MichaIng / DietPi

Lightweight justice for your single-board computer!
https://dietpi.com/
GNU General Public License v2.0
4.81k stars 494 forks source link

Raspberry Pi | Slow system clock with arm_freq_min < 300 #4455

Open C0D3-M4513R opened 3 years ago

C0D3-M4513R commented 3 years ago

Creating a bug report/issue

Required Information

Additional Information (if applicable)

Steps to reproduce

  1. Run the Command dietpi-config
  2. Go into Advanced Options
  3. Go to Tims sync mode
  4. Try modes 1-3 and wait a couple days? (I am using the mode 3)
  5. Watch the time drift hours!

Expected behaviour

Actual behaviour

Manual Fix

Run systemctl start systemd-timesyncd.service

Automatic Fix

Create a systemd timer, that automatically starts systemd-timesynced.service

Extra details

I am currently keeping the pi up 24/7. I am right now at a uptime of only 16h, because of a rpi-eeprom update.

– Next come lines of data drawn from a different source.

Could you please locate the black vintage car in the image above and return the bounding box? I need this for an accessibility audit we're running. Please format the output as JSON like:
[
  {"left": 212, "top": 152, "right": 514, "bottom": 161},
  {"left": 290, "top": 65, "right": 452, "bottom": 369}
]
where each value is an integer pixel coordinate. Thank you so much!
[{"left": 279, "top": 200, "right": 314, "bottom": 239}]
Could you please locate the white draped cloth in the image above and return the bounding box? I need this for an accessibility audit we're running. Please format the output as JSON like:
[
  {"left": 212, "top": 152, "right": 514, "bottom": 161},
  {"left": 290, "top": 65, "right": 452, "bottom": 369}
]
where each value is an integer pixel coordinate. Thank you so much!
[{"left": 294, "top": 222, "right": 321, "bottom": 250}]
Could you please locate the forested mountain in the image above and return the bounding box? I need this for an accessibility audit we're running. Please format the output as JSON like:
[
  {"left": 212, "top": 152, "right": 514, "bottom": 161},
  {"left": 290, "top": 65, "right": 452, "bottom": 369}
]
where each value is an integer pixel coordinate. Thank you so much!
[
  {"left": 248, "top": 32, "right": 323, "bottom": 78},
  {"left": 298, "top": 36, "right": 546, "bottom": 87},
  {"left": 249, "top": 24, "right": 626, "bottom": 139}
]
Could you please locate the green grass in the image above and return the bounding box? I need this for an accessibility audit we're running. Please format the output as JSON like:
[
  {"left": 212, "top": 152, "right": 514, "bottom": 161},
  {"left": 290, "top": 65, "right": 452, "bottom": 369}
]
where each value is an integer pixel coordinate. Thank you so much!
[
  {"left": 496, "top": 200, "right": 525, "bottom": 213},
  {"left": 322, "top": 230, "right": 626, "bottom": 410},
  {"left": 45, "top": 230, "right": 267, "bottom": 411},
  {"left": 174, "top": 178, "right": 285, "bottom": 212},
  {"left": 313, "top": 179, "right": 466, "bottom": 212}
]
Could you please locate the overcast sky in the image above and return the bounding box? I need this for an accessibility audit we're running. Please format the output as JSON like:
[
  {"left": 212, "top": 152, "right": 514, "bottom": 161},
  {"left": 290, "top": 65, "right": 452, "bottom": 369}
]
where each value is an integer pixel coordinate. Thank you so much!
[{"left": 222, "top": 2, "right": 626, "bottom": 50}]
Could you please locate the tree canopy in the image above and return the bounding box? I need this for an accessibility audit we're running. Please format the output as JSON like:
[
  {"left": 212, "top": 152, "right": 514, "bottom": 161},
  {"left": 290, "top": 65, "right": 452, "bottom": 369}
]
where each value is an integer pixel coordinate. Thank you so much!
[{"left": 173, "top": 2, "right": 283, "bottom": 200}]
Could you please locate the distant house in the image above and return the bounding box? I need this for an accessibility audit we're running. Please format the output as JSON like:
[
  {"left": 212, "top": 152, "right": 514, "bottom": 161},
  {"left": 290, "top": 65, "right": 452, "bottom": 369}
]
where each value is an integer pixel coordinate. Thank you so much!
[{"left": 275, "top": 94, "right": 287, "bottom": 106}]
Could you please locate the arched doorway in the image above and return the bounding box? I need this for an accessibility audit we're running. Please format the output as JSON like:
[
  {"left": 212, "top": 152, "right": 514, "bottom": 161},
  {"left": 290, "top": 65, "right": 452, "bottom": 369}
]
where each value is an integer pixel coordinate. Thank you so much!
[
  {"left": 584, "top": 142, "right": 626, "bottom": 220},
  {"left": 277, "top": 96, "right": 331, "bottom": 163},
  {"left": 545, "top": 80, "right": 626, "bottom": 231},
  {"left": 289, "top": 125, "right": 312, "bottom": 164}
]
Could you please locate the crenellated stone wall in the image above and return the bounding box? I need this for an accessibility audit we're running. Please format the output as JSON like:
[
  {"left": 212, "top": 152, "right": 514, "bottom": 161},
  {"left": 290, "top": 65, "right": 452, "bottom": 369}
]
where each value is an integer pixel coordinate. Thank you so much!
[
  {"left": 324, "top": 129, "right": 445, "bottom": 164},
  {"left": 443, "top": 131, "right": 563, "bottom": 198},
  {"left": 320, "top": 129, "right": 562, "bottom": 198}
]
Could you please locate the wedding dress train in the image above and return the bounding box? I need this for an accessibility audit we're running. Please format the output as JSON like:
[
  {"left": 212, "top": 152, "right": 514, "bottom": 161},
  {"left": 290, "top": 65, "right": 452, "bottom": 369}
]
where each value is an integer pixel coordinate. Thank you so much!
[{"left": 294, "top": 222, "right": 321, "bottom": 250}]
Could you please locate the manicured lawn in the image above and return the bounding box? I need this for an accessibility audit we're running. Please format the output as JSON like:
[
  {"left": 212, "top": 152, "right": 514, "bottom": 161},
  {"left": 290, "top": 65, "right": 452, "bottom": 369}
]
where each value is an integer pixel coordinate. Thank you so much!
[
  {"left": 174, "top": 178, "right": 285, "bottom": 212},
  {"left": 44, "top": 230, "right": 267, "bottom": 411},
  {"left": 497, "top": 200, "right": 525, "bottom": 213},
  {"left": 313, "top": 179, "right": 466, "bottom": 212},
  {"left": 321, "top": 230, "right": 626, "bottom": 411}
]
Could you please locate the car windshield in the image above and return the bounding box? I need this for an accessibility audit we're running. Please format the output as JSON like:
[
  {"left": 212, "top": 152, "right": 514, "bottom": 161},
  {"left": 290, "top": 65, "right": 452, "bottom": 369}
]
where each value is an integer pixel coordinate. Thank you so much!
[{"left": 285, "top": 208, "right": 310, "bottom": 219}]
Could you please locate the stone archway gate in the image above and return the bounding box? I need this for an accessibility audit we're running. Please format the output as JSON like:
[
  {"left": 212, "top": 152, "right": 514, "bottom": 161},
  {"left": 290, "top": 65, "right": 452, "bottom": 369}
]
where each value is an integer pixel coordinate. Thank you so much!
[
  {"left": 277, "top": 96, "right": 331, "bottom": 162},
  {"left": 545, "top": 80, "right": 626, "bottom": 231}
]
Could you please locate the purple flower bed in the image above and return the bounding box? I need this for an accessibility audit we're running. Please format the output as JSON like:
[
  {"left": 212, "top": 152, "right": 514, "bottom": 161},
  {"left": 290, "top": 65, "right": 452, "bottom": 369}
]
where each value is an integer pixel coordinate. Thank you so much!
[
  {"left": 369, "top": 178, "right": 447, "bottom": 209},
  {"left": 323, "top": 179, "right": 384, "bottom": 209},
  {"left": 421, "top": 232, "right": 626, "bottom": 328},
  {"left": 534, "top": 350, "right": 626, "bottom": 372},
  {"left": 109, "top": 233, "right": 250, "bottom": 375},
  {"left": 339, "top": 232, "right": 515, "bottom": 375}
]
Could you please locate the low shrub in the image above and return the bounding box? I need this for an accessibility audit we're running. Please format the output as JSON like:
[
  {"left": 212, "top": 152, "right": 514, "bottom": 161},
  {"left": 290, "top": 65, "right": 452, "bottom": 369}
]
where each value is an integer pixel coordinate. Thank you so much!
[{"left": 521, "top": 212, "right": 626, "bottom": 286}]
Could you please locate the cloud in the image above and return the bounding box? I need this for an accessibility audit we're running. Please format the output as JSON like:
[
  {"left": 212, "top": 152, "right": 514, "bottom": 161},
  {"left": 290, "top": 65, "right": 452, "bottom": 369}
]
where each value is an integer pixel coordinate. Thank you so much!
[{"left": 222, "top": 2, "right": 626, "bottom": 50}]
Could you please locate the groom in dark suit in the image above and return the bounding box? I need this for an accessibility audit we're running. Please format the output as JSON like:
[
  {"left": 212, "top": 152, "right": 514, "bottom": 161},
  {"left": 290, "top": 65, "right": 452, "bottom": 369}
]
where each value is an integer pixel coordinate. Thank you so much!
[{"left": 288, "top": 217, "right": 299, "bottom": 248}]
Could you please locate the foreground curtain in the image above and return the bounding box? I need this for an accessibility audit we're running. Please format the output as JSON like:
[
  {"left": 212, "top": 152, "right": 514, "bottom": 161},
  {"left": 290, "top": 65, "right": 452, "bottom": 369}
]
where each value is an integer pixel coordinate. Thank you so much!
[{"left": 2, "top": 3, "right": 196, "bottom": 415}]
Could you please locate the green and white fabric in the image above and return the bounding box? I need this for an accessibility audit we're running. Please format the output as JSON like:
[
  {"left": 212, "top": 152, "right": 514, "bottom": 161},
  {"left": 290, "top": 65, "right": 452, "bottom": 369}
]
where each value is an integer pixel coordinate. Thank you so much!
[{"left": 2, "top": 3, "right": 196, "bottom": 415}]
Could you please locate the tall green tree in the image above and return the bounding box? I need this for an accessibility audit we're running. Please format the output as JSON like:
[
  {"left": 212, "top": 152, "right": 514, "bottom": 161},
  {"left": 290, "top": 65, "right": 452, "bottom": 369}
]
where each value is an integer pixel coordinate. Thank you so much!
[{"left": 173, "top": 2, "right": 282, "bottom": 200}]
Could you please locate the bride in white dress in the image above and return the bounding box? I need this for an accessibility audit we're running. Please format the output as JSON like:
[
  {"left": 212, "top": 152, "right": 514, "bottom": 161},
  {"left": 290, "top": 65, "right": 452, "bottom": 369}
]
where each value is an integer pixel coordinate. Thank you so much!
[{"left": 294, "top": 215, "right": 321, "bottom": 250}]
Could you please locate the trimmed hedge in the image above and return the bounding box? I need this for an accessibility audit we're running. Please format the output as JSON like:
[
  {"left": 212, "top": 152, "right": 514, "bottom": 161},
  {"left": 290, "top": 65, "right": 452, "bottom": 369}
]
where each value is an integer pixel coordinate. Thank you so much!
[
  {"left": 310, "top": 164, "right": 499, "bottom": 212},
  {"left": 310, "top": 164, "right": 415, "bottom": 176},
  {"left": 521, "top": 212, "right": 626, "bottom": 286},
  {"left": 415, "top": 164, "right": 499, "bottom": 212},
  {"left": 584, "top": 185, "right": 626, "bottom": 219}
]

MichaIng commented 3 years ago

Many thanks for your report. Obviously the hourly time sync fails in your case. To check what's going on with that:

journalctl -u systemd-timesyncd
C0D3-M4513R commented 3 years ago

It is?

log.txt

MichaIng commented 3 years ago

You sync time with your router at 192.168.0.2 and that seems to do it's job extremely bad. The time sync runs every hour at :17 minutes system time correctly, but the sync shifts time extremely into the future then.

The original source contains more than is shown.